DEV Community

Haji Rufai
Haji Rufai

Posted on • Originally published at hajirufai.github.io

I Built an AI Interview Coach with Gemma 4 — Zero Backend, 100% Free

What I Built

Interview Coach — an AI-powered interview practice tool that uses Google Gemma 4 to conduct realistic mock interviews, evaluate your answers in real-time, and generate detailed performance reports.

It runs entirely in the browser. No backend, no server, no accounts. Just Gemma 4's brain and your ambition.

Demo

Live Demo: hajirufai.github.io/gemma4-interview-coach (bring your own free API key from Google AI Studio)

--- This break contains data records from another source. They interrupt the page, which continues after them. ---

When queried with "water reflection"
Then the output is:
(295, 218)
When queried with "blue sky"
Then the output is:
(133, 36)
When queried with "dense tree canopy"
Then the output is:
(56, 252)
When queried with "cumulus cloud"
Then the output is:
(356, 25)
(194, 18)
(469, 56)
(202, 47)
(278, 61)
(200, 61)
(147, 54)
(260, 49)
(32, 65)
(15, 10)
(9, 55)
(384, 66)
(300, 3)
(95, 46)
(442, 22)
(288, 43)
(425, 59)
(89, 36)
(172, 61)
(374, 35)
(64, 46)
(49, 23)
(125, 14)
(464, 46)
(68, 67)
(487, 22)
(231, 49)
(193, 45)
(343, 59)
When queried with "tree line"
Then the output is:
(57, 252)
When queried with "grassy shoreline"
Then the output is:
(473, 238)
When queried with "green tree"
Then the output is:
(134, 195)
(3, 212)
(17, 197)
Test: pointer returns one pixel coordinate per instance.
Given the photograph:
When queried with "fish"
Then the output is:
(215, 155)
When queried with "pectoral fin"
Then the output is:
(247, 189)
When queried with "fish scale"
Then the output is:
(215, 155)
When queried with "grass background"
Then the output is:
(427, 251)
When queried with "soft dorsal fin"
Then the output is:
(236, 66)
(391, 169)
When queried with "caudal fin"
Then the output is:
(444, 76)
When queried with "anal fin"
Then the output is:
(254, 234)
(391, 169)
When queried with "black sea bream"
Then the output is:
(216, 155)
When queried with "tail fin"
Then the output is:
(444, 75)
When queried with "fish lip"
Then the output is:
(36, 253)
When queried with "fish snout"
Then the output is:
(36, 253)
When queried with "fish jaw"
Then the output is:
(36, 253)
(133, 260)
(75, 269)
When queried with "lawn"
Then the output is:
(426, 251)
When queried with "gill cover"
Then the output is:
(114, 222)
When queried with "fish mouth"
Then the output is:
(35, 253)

GitHub Repo: github.com/hajirufai/gemma4-interview-coach


The Problem

91% of candidates who fail online assessments never practiced under timed conditions. Interview prep tools exist, but they're either:

  • Expensive ($30-50/month for premium)
  • Generic (same questions for everyone)
  • Passive (read answers, not practice them)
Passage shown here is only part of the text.